A Simple Model for Calculating Chlorine Concentrations Behind a Water Spray in Case Of

A simple model for CALCULATING CHLORINE concentrations behind a water spray in case of SMALL releases

DANDRIEUX-BONY*A.; DIMBOUR J-P., DUSSERRE G.

Risk Department Laboratoire Génie de l’Environnement Industriel Ecole des Mines d’Alès, 6 Avenue de Clavières, Alès Cedex 30319, France

*Corresponding author. Tel.: 33-(0)4-66-78-27-13; fax: 33-(0)4-66-78-27-01.

E-mail address: aurelia.dandrieux@ema.fr

Abstract

Accidental dangerous releases either toxic or flammable can occur during process, storage or transportation.

Though the dispersion and modelling of large releases of dangerous products have already been studied, small releases (small plumes dispersion) are seldom concerned even if they are more likely to occur.

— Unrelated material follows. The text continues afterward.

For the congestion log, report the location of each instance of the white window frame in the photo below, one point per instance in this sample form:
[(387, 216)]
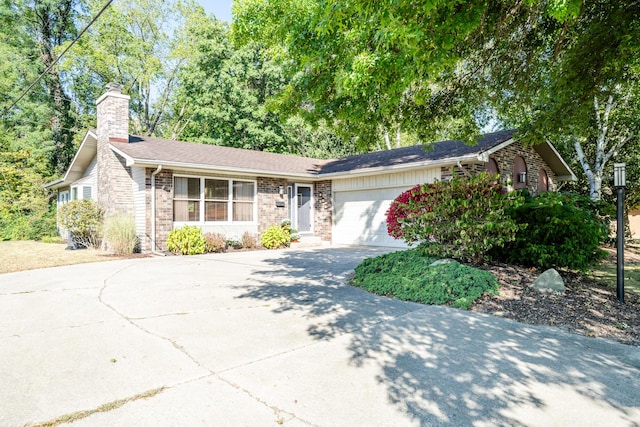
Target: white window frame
[(202, 200)]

The effectiveness and particularly the modelling of cloud dispersion downwind a water spray for small releases are even less studied, even if water sprays are proved to be good protection devices against toxic or flammable clouds.

Therefore, this paper focuses on dispersion of small plumes of chlorine both in open field dispersion and dispersion in presence of a water spray and on its modelling.

The description of the dispersion model called RED elaborated during this study is followed by the comparison between the predicted concentrations and the observed concentrations collected during field experiments. Conclusions are presented.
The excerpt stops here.